Every blockchain makes promises about decentralization. Few spell out exactly how decisions get made. Canton Network does. Every protocol change, every tokenomics adjustment, every governance rule modification goes through a single documented process, open to anyone, with no shortcuts and no veto power for any single entity. That process is the Canton Improvement Proposal, or CIP.

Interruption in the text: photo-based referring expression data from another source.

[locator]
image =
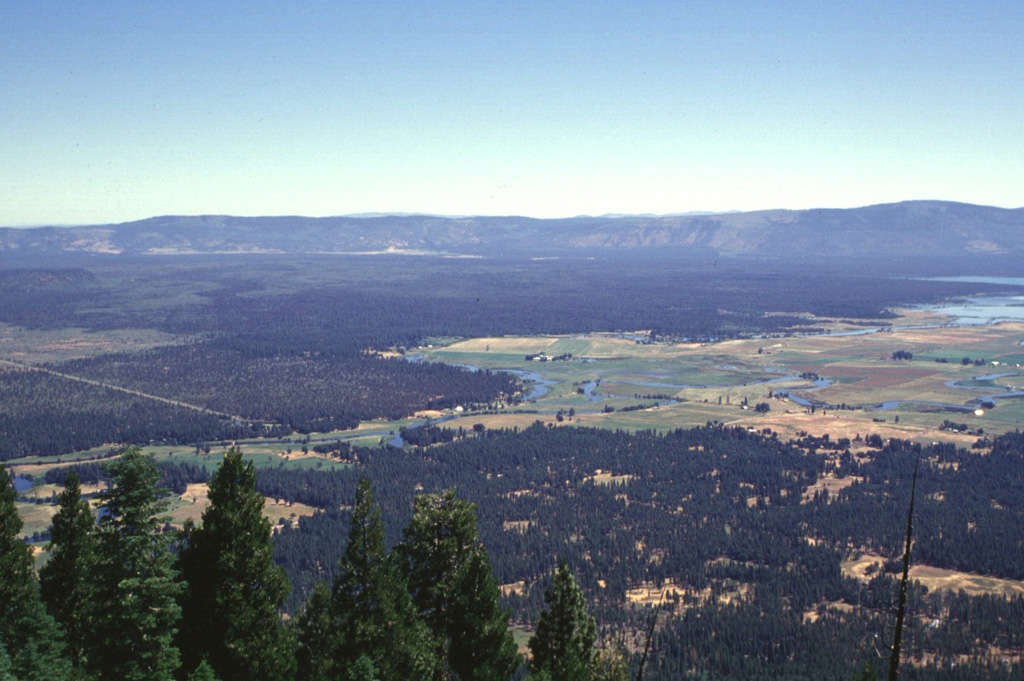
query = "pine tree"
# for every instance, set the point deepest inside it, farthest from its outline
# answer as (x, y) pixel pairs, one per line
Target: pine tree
(315, 631)
(233, 589)
(373, 611)
(453, 586)
(563, 644)
(66, 579)
(135, 614)
(31, 640)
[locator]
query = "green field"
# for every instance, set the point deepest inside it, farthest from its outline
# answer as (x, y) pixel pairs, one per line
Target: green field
(696, 383)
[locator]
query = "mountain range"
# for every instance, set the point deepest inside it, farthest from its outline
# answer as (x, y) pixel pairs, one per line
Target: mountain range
(926, 228)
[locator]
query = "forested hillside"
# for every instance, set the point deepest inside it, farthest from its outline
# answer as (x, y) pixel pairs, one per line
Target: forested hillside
(731, 523)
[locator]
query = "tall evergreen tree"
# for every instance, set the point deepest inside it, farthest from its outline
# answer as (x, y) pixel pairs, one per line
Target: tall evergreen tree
(135, 612)
(315, 631)
(453, 586)
(66, 580)
(563, 644)
(31, 639)
(373, 611)
(233, 589)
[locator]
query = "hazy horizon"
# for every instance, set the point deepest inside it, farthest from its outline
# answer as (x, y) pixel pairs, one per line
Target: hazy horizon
(115, 112)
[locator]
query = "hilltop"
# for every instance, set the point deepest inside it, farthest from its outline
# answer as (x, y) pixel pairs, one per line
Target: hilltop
(915, 228)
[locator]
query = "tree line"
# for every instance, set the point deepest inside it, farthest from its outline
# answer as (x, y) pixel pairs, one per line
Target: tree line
(122, 597)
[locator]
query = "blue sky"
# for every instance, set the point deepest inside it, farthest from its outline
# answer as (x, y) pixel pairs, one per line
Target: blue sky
(119, 111)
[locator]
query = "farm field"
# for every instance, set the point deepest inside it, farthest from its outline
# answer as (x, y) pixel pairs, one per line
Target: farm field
(843, 383)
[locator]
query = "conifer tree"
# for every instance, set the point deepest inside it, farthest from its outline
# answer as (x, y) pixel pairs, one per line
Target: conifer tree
(315, 632)
(373, 611)
(453, 586)
(563, 644)
(31, 640)
(203, 673)
(66, 579)
(134, 612)
(233, 589)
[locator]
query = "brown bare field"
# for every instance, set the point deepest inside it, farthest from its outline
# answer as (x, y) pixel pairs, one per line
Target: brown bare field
(829, 482)
(37, 346)
(712, 381)
(195, 501)
(35, 516)
(649, 594)
(859, 567)
(516, 525)
(607, 478)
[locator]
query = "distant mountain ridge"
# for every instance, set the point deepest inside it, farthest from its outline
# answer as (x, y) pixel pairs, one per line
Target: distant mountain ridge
(927, 228)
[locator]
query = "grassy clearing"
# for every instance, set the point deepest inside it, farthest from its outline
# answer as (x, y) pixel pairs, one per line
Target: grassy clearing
(712, 381)
(37, 346)
(864, 565)
(195, 501)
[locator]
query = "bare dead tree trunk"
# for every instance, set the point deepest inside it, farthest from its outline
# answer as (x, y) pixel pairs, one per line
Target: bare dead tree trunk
(898, 635)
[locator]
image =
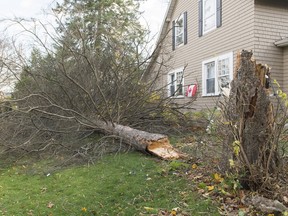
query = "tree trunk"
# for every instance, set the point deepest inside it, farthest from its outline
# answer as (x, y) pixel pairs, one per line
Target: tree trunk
(157, 144)
(250, 111)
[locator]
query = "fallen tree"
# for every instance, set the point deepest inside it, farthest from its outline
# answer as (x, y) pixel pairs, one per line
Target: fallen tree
(92, 79)
(156, 144)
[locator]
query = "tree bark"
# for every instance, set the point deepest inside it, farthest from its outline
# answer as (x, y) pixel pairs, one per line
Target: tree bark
(156, 144)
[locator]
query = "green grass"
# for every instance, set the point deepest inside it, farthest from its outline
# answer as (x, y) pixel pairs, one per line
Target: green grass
(116, 185)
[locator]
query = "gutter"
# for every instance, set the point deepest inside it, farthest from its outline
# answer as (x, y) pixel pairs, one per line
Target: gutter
(281, 43)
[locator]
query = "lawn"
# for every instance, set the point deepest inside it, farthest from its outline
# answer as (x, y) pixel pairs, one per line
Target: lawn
(124, 184)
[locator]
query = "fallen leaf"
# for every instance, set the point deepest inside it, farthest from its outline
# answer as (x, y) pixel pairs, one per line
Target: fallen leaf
(218, 178)
(210, 188)
(50, 205)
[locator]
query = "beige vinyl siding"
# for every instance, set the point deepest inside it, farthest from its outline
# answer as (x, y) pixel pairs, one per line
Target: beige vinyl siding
(235, 34)
(271, 24)
(285, 60)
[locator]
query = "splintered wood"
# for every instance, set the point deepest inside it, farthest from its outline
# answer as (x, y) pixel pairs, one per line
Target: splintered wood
(156, 144)
(250, 111)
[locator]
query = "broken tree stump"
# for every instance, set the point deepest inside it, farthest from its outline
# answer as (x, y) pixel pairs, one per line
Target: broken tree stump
(250, 113)
(153, 143)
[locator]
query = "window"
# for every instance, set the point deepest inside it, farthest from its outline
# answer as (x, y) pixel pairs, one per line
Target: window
(210, 15)
(176, 83)
(216, 74)
(179, 31)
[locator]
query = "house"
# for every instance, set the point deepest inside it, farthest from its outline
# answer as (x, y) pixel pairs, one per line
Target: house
(203, 38)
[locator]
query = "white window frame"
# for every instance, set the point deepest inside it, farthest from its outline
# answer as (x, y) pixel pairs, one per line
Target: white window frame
(217, 75)
(181, 32)
(205, 18)
(175, 83)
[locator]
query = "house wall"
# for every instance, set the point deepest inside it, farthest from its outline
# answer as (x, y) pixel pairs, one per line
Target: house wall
(285, 60)
(271, 24)
(235, 34)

With more than 117 CIPs approved to date, the system has a track record. This is how it works.
What a CIP Actually Is
A Canton Improvement Proposal is a formal design document. It describes a change to the network — technical, governance, or otherwise — in enough detail that independent teams could implement it and arrive at compatible results. The format is deliberately structured: every CIP requires a preamble with metadata, an abstract, a motivation section explaining why the current state is inadequate, a precise specification, a rationale covering design decisions and rejected alternatives, a backwards compatibility analysis, and for Standards Track proposals, a reference implementation.
That level of rigor is intentional. Vague proposals lead to extended debate and inconsistent implementation. The CIP format forces authors to answer the hard questions before the community has to ask them.
CIPs fall into five categories. Standards Track proposals cover technical specifications and protocol changes that affect how the Global Synchronizer operates. Governance proposals define or modify Super Validator rights and voting rules. Tokenomics proposals cover Canton Coin fees, reward structures, and traffic pricing. Process proposals adjust workflows and meta-level rules. Informational proposals offer guidelines and recommendations without carrying binding effect. The category determines the required discussion period and the path to approval.
Who Can Submit
Anyone. That is not a marketing line. Any member of the public can author a CIP, join the cip-discuss mailing list at lists.sync.global, and begin the process. In practice, authors include Super Validator operators, application developers, and ecosystem contributors, but the process imposes no gatekeeping on who can propose a change.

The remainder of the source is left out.